Continuing to laze its way through summer, the U.S. Department of Defense announced only nine mostly small new contracts Tuesday, totaling just a bit over $87 million in aggregate value. Winners today included:

  • Lockheed Martin (LMT 1.23%), which was awarded a $53.6 million firm-fixed-price contract to supply the Air Force with six B-2 "line replaceable units, data, material lay-in, and overhaul management." Lockheed will perform task orders under the contract as they are placed, and is expected to continue working on this contract through at least July 2016. The contract may, however, be extended by a two-year option period through July 2018.

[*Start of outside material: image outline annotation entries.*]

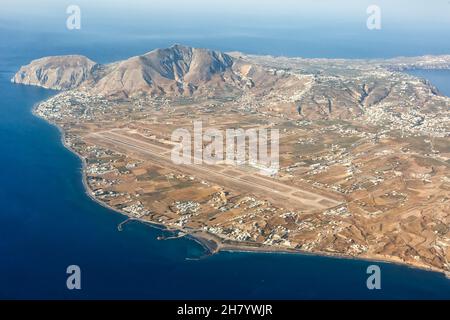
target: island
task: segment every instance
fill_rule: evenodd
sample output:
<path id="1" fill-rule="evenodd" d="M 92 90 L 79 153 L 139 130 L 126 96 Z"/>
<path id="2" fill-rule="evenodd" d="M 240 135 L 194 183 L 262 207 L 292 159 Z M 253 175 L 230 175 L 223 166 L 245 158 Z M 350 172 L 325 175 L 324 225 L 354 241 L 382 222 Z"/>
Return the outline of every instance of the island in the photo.
<path id="1" fill-rule="evenodd" d="M 45 57 L 14 83 L 83 162 L 88 194 L 211 252 L 300 252 L 450 272 L 450 98 L 410 69 L 174 45 L 110 64 Z M 277 129 L 279 169 L 175 164 L 179 128 Z M 49 159 L 51 160 L 51 159 Z"/>

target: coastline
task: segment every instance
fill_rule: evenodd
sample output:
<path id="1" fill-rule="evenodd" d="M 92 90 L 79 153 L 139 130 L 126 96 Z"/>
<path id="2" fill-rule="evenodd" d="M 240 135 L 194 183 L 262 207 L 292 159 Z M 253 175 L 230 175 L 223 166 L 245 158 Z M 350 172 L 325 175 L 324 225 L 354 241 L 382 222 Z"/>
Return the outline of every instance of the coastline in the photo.
<path id="1" fill-rule="evenodd" d="M 297 254 L 297 255 L 305 255 L 305 256 L 320 256 L 320 257 L 328 257 L 328 258 L 336 258 L 336 259 L 347 259 L 347 260 L 360 260 L 360 261 L 367 261 L 367 262 L 380 262 L 380 263 L 389 263 L 389 264 L 395 264 L 403 267 L 408 267 L 412 269 L 427 271 L 427 272 L 434 272 L 442 274 L 445 278 L 450 280 L 450 271 L 445 271 L 436 267 L 427 266 L 423 264 L 414 264 L 411 262 L 405 262 L 398 258 L 391 257 L 391 256 L 350 256 L 345 255 L 341 253 L 327 253 L 327 252 L 310 252 L 310 251 L 302 251 L 300 249 L 290 249 L 290 248 L 278 248 L 278 247 L 270 247 L 270 246 L 264 246 L 264 245 L 256 245 L 252 246 L 250 244 L 246 243 L 227 243 L 227 240 L 224 240 L 214 234 L 206 233 L 205 231 L 199 231 L 199 230 L 185 230 L 181 228 L 172 228 L 169 226 L 166 226 L 162 223 L 157 223 L 153 221 L 144 220 L 141 218 L 134 218 L 129 216 L 126 212 L 121 211 L 117 208 L 111 207 L 108 204 L 104 203 L 103 201 L 95 198 L 95 196 L 92 195 L 90 187 L 87 182 L 87 174 L 86 174 L 86 160 L 78 154 L 75 150 L 73 150 L 69 145 L 65 142 L 65 131 L 56 123 L 49 121 L 48 119 L 45 119 L 38 115 L 35 111 L 38 105 L 43 102 L 39 101 L 35 103 L 31 109 L 31 112 L 34 116 L 36 116 L 39 119 L 42 119 L 46 123 L 48 123 L 51 126 L 54 126 L 58 129 L 60 134 L 60 141 L 62 145 L 68 149 L 71 153 L 77 156 L 77 158 L 81 161 L 81 176 L 82 176 L 82 184 L 83 188 L 85 190 L 86 195 L 96 202 L 97 204 L 101 205 L 102 207 L 112 210 L 116 213 L 121 214 L 122 216 L 126 217 L 127 219 L 132 219 L 133 221 L 138 221 L 140 223 L 146 224 L 152 228 L 156 228 L 159 230 L 167 231 L 167 232 L 182 232 L 185 234 L 186 237 L 189 239 L 195 241 L 197 244 L 201 245 L 205 249 L 205 255 L 213 255 L 219 252 L 240 252 L 240 253 L 264 253 L 264 254 Z M 125 220 L 126 221 L 126 220 Z"/>

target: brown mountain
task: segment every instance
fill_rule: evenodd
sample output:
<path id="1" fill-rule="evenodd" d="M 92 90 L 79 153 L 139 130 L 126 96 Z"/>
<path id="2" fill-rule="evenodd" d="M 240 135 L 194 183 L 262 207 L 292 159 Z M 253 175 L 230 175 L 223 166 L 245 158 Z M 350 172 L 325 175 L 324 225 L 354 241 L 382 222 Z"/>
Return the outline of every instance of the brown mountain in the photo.
<path id="1" fill-rule="evenodd" d="M 192 95 L 243 86 L 233 64 L 222 52 L 174 45 L 107 65 L 74 55 L 42 58 L 20 68 L 12 81 L 117 97 Z"/>
<path id="2" fill-rule="evenodd" d="M 67 90 L 91 78 L 97 64 L 84 56 L 53 56 L 33 60 L 11 79 L 14 83 Z"/>

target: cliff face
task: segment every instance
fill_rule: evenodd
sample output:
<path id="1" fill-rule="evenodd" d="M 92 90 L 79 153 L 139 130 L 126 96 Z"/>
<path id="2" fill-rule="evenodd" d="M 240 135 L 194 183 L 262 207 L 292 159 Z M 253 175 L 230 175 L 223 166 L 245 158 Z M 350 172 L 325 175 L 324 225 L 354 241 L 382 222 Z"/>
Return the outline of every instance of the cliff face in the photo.
<path id="1" fill-rule="evenodd" d="M 232 65 L 227 54 L 174 45 L 106 66 L 91 89 L 106 96 L 191 95 L 238 86 Z"/>
<path id="2" fill-rule="evenodd" d="M 45 57 L 21 67 L 11 81 L 67 90 L 76 88 L 91 78 L 96 66 L 94 61 L 79 55 Z"/>
<path id="3" fill-rule="evenodd" d="M 11 80 L 48 89 L 84 87 L 105 95 L 192 95 L 241 86 L 233 58 L 207 49 L 174 45 L 108 65 L 83 56 L 55 56 L 32 61 Z"/>

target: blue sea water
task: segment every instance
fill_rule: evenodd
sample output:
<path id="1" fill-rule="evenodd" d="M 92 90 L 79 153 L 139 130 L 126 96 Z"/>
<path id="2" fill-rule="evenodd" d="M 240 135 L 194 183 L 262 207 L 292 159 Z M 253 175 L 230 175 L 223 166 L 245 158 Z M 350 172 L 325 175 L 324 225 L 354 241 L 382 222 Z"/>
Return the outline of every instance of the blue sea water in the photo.
<path id="1" fill-rule="evenodd" d="M 376 263 L 382 289 L 371 291 L 366 268 L 373 262 L 264 253 L 191 260 L 204 253 L 193 240 L 159 241 L 163 231 L 140 223 L 118 232 L 125 218 L 85 194 L 79 159 L 62 146 L 55 127 L 31 113 L 35 103 L 54 93 L 9 79 L 20 65 L 46 55 L 80 53 L 108 62 L 173 42 L 252 51 L 252 43 L 239 37 L 179 40 L 0 28 L 0 298 L 450 299 L 450 280 L 405 266 Z M 255 40 L 253 51 L 270 53 L 269 40 Z M 273 53 L 308 56 L 304 53 L 320 55 L 322 49 L 305 51 L 295 42 L 283 47 L 280 40 Z M 326 50 L 325 55 L 332 53 Z M 336 56 L 359 52 L 349 50 L 338 46 Z M 403 54 L 408 52 L 406 46 Z M 443 79 L 448 84 L 450 77 Z M 66 268 L 73 264 L 82 271 L 79 291 L 66 288 Z"/>

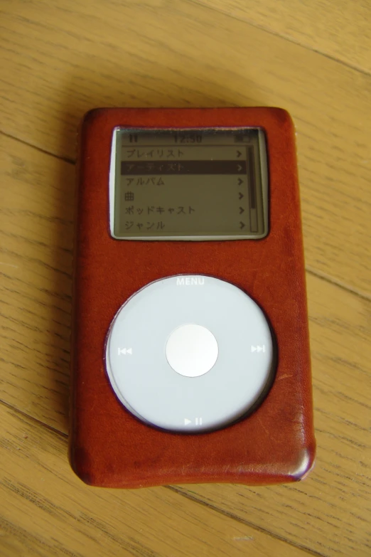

  • Lockheed -- again -- this time in the form of its HELLFIRE Systems LLC joint venture with Boeing (BA 1.51%). The HELLFIRE JV was awarded a $7.6 million contract modification to convert HELLFIRE II Romeo Air-to-Ground Missiles to the AGM-114R2 and AGM-114R9E configurations for customers in Australia, Saudi Arabia, and the United Arab Emirates. The Pentagon notes that the cumulative value of the underlying contract here has now passed $873 million.
  • AECOM (ACM -0.45%), URS (NYSE: URS), and two privately held companies, all four of which were awarded the right to compete for $9 million in funds under an indefinite-delivery/indefinite-quantity, firm-fixed-price, multiple-award, foreign-military-sales contract. Under this contract, the winners will bid to complete individual orders to provide "administrative and general management consulting services" to the governments of Australia, Bangladesh, Cambodia, the Maldives, the Marshall Islands, Micronesia, Mongolia, New Zealand, Palau, and Papua New Guinea.